The Pakenham Football Club can trace its history back to a meeting held at the Gembrook Hotel on 16th March 1892. During that year and for the better part of a decade afterwards the club engaged only in scratch matches against local rivals such as Berwick, Cranbourne, Dandenong and Warragul. Pakenham’s competitive history got underway during the early 1900s when the club joined the Berwick District Football Association. The 1909 season brought a first ever premiership, and five years later this success was repeated.
The 1920s saw Pakenham embarking on a peripatetic existence which at one point spawned four successive flags in three different competitions. The club finally found a long term home in 1927 when it affiliated with the West Gippsland Football League. Pakenham remained a member of this competition until it merged with the Gippsland Latrobe Valley Football League to form the West Gippsland Latrobe Football League after the 2001 football season. During that time the Lions were by some measure the competition’s most successful club, claiming a total of twenty-three senior grade premierships. Nearest rival Garfield won eight.
Pakenham’s success story has continued since the club commenced in the Mornington Peninsula Nepean Football League in 2002. Already the club has played off in the senior grade grand final four times, emerging victorious in 2002 against Narre Warren and 2009 at the expense of Doveton.
GREAT ERAS: Pakenham has twice won four consecutive flags, the first time from 1924-27 with three different captains – Halloran, Clancy and Scott. Neville Powles was coach the next time the club won four in a row, with seven players appearing in all four premierships from 1987-90 – Powles, Greg Atkins, Adam Ladbrook, Stuart Fraser, Derrick Brown, Danny Monckton and Michael Utber.
CLUB LEGENDS: Pakenham Football Club has fostered Hawthorn premiership players and Victorian representatives Peter Russo and Ray Jencke.

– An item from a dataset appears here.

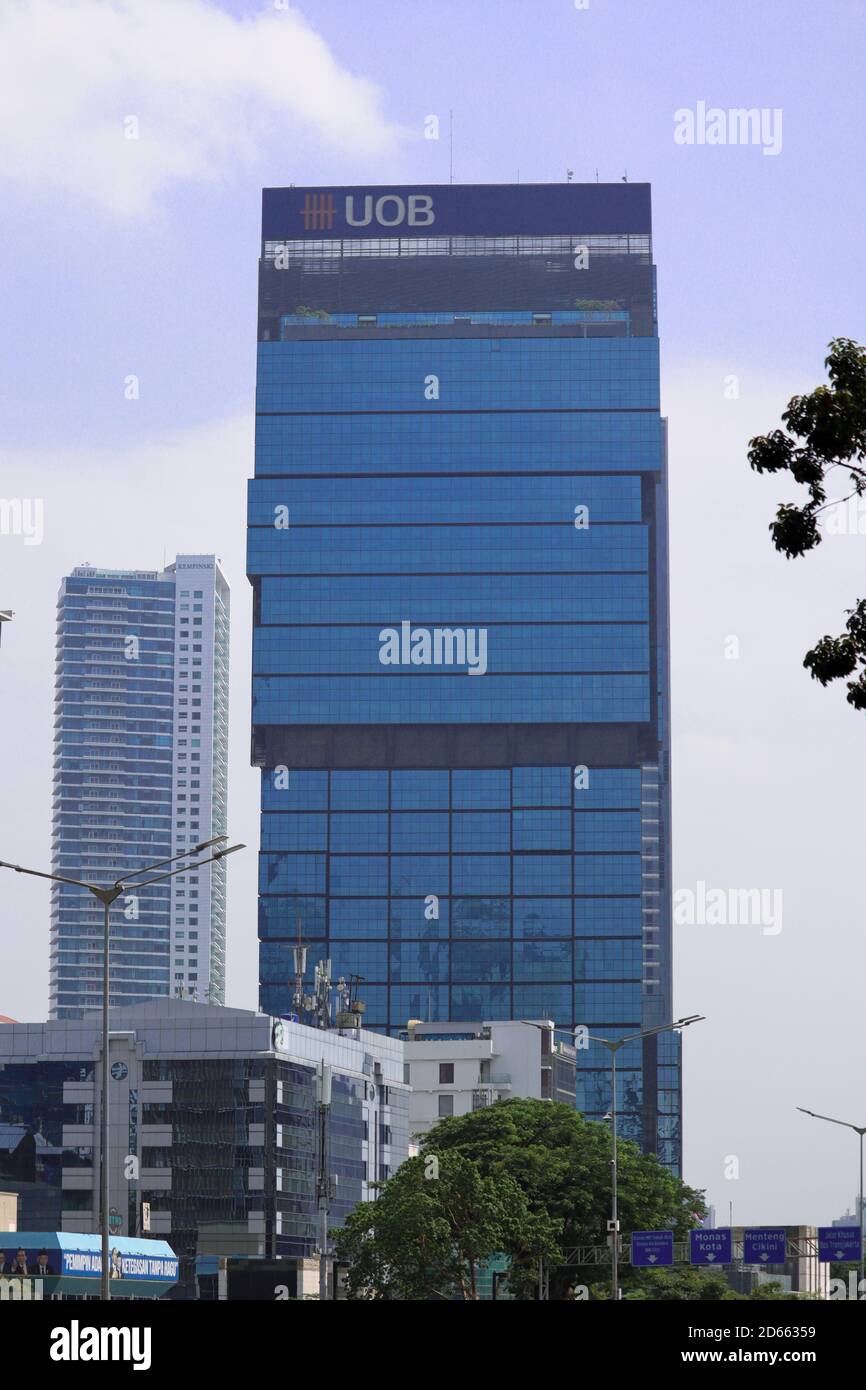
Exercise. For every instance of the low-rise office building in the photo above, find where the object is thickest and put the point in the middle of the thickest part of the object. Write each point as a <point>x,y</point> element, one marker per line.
<point>214,1129</point>
<point>458,1068</point>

Don McIntyre left for Carlton in 1935 after two years with the Lions and won a best-and-fairest in 1937 and a flag in 1938. But Norm ‘Widow’ Jackson is arguably the club’s greatest name. He started as a 14-year-old in 1935 and retired in 1958. Jackson won a flag before joining the army during World War Two. On his return, he played in seven premiership teams and won two best-and-fairests. Currently, past Pakenham player Tyson Goldsack is playing for AFL side Collingwood and was a member of the 2010 Grand Final Premiership Team.